Located between the Satmar Jewish community of Williamsburg and the Lubavitch Jewish community of Crown Heights, the synagogue with a membership base of predominantly African-American Jews, seems to exist in a silo.
It's odd that neither Orthodox Jewish community on either side at no point in 70 years has found a need to lend a hand to the struggling synagogue.
"Historically, our community has not been a part of what people refer to as mainstream Judaism, not for any other reason, except ideological difference," said Rabbi Yehudah.
"Initially, Rabbi Matthew's desire was to join the board of Rabbis. But there were issues: Every sect was different. And some of the other Rabbis felt you had to do conversions according to what they wanted. But just like every other community has their Minhagim (customs), so do we. And the understanding that Matthews had of Torah was, we were people redeemed by God to do the law.
"In the scriptures it says that 'Although I will scatter you, I will gather you again and I will sift you. And not the least grain shall fall to the ground.' So Rabbi Matthews said we will continue to work, continue to build our community; we're always open to work with whatever community there is.

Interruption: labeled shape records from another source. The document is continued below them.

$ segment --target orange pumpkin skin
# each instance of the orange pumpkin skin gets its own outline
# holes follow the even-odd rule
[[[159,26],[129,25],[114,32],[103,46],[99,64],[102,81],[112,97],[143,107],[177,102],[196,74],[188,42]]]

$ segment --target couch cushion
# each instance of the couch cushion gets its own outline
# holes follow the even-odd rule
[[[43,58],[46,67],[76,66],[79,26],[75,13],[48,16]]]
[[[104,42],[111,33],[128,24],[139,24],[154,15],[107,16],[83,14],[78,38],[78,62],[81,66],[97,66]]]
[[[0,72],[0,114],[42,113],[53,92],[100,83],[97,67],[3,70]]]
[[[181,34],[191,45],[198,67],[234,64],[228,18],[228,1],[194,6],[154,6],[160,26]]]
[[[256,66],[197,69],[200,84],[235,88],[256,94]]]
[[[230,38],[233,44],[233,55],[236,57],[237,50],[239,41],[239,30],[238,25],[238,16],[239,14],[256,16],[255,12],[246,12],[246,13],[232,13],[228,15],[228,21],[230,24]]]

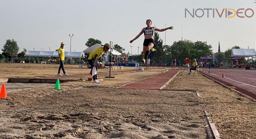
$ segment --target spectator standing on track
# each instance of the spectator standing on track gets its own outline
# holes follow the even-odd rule
[[[223,63],[223,61],[220,61],[220,68],[222,69],[223,67],[223,65],[224,65],[224,63]]]
[[[196,67],[197,67],[198,64],[197,62],[196,62],[196,59],[194,59],[194,61],[193,61],[193,63],[192,64],[192,66],[191,66],[191,68],[189,69],[189,73],[188,73],[189,75],[191,75],[191,70],[196,70]]]
[[[150,58],[149,57],[147,59],[147,67],[146,69],[149,69],[149,65],[150,64]]]
[[[9,61],[9,64],[11,63],[11,60],[12,60],[12,56],[11,53],[9,53],[8,54],[7,56],[7,58],[8,58],[8,61]]]
[[[174,70],[176,70],[176,58],[175,57],[172,59],[172,67]]]
[[[65,70],[64,70],[64,61],[65,61],[65,51],[64,50],[64,45],[65,43],[62,42],[60,43],[60,47],[58,49],[58,52],[59,52],[59,59],[60,60],[60,67],[59,67],[59,70],[58,71],[58,76],[62,76],[60,74],[60,69],[62,69],[64,75],[68,76]]]

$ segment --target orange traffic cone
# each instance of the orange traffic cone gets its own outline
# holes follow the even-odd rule
[[[3,84],[1,87],[1,92],[0,92],[0,98],[6,98],[7,97],[6,94],[6,90],[5,89],[5,85]]]
[[[224,73],[222,73],[222,78],[225,78],[225,76],[224,76]]]

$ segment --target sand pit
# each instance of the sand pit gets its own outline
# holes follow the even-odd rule
[[[52,76],[58,67],[0,66],[2,78]],[[256,135],[255,103],[200,74],[194,82],[182,72],[164,90],[117,89],[166,69],[125,67],[112,71],[114,79],[103,78],[109,70],[100,70],[103,80],[95,84],[83,81],[90,69],[66,67],[69,78],[82,80],[62,83],[60,90],[48,84],[12,91],[0,100],[0,138],[206,139],[205,110],[223,138]]]
[[[19,65],[19,68],[30,70],[19,72],[15,71],[19,70],[15,65],[7,66],[8,68],[1,69],[4,78],[47,77],[55,75],[58,68],[48,65]],[[81,75],[84,79],[90,77],[89,69],[66,67],[69,66],[72,78],[80,78]],[[68,72],[69,69],[66,69]],[[199,106],[199,98],[193,92],[116,89],[126,83],[162,73],[165,69],[143,72],[135,70],[125,67],[113,71],[114,79],[103,78],[109,70],[100,70],[100,78],[104,79],[101,84],[81,80],[61,84],[60,90],[53,89],[54,85],[50,84],[10,92],[7,99],[0,101],[0,137],[205,138],[205,117]],[[7,72],[11,74],[6,75]],[[33,76],[31,73],[35,74]]]

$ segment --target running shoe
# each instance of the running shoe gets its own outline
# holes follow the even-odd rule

And build they did. B'Nai Adath has long been known in the community as a lighthouse for the lost, homeless and needy.
"We raise money to donate after natural disasters strike communities; we give our blankets to the homeless. We feed people who are hungry, an we aren't city funded," said Rabbi Yehudah. "From our own funds, we used to feed 100 people a day sit-down meals with flowers on the table, to make them feel good about coming.
They haven't provided the daily meals in four years. In fact they haven't been able to provide much for a long while, as the building atrophies and the congregation slowly has whittled away with it.
"We miss the days when we were able to do those kinds of things," Rabbi Yehuda said, sighing.
Brooklyn Borough President Eric Adams-- then a state senator-- honored B'Nai Adath with a citation last July, praising it for "exemplary service," and started them on their way towards getting the building recognized as an historic site.
In the meantime, how do they plan to raise the $4.5 million, and who do they plan to ask?
"Anyone who feels that their generosity would be well spent in preserving a house of worship that works to feed the hungry and helps the community, that's who we're asking," said Rabbi Yehuda.
So far, a New Jersey-based architect named Joshua Zinder has been one of the first people to step forward.
"The plan is to raise the money and do the entire project," Zinder told The Daily News. "It amazes me. Despite all the issues they have, they do such incredible things. Even when they have nothing, they are giving to the needy. That's so noble."
"We will have about 200 people tonight," said Rabbi Yehuda of the Seder he was preparing for last Monday.
And for a moment, the worry lines on his forehead disappeared. He he looked happy. Hopeful.
Two hundred people. A number that perhaps reflects the congregation's otherwise true size-- or at the very least, its potential-- was something that clearly put the Rabbi at ease.
"What this is is a community that has been devoted and committed," he said. "A community that has not given up. And what we don't want is for people not to know what's at stake here."